Globes in Israel reported that sources said that Thornley left over differences with Chairman Idan Ofer over Better Place’s future, especially over plans to reduce activity in global markets and focus on its core markets of Israel and Denmark.
Thornley’s first job, the Globes report noted, was to develop a recovery plan for Better Place’s Israeli operations—a condition for further financing. Thornley presented the plan to the board of Israel Corporation, Better Place’s controlling shareholder, in December. The plan reportedly included sharp spending cuts, extensive layoffs, an expansion of activity in other countries, offering battery recharging services to other electric carmakers, and offering a new and cheaper plan to leasing companies.

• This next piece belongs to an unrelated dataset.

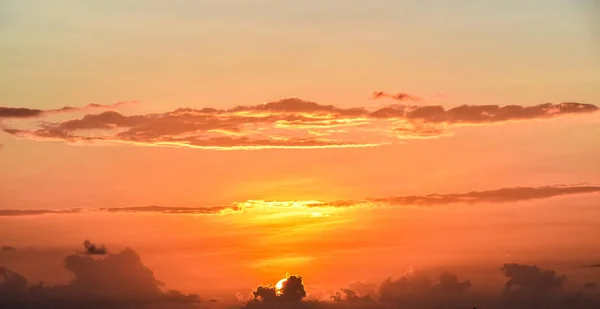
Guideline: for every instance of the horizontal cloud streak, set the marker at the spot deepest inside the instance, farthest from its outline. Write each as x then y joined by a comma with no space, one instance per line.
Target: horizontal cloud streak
505,195
288,123
22,112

Idan Ofer, Chairman of the Board of Better Place, will now assume the role of Executive Chairman and manage external relationships and alliances for Better Place, while Alan Gelman, Global CFO for Better Place, will manage day-to-day operations.
In a statement on the change, the company noted that under Thornley, the company was able to raise the capital it needed to sustain continued operations, and underwent a significant restructuring. The Better Place Board now wishes him “the best of luck in his future endeavors.”
Globes quoted Ayalon Group chief strategist Yaniv Pagot as saying, regarding Thornley’s departure: “The investment in Better Place is beginning to look more like an investment in a rollercoaster than an investment in an infrastructure for electric cars. If the company’s new CEO is on his way out, we’re talking about a managerial pile-up.”
Better Place is a developer and proponent of a battery switch model for EVs. The company owns and operates a network of battery switch stations and public/personal charge spots, along with the supply of batteries that power the cars.